Protecting.co.uk asked 1,000 employees all over the UK if they had ever read their contract in full.
• Only six said they had
• 93 said they had read part of it, or had skim-read it
• The vast majority (909) hadn’t read it, or had no memory of doing so
• More than half (56%) said they had no idea where their contract currently is
Those one-sided figures often present themselves when an employee comes into dispute with their boss. Far from being a case of “I know my rights”, many workplace disputes happen because the worker has broken a clause that is specifically written into their contract.
Protecting.co.uk estimates that a significant proportion of unfair dismissal claims – easily numbering into the hundreds – are nipped in the bud simply because the claimant did not read their contract, and had no idea of appropriate behaviour at the time of the incident.
“In many cases, taking unwanted property is theft, even if it’s in the bin – and that’s a specific clause for many workers.
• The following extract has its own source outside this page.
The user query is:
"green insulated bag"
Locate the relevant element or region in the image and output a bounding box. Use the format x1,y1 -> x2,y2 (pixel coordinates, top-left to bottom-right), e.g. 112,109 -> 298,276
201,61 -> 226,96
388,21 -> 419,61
It’s just a shame many have never read their employment contracts to find out before they end up in a disciplinary process,” says Hall.
Other common disciplinary problems that employees miss by not reading their contracts include:
• “Moonlighting” for other companies – a simple check will reveal if you are signing an exclusivity contract, or agreeing not to work for competitors.
• Bringing the company into disrepute – often the case with unguarded or ill-advised social media posts.
• Timeliness – Although some workplaces might have customary or casual arrangements for late arrival or early departure, you can still be held to core working hours. “Everybody knocks off ten minutes early” is no defence.
• Workplace behaviour – Contracts often set out minimum standards of behaviour and dress.
• Company cars – Some companies allow private use, some do not. The policy is often written in employment contracts, or subsequent car lease documents.
Disputes could be nipped in the bud by companies issuing a bullet-pointed summary of contractual expectations in the hope that the new employee would at least read that if they can’t or won’t read the full contract.
“While a summary sheet is not a legally binding document, it at least gives the worker some sort of clue as to acceptable behaviour and standards of work,” Hall says. “A few minutes reading your contract could save your career.”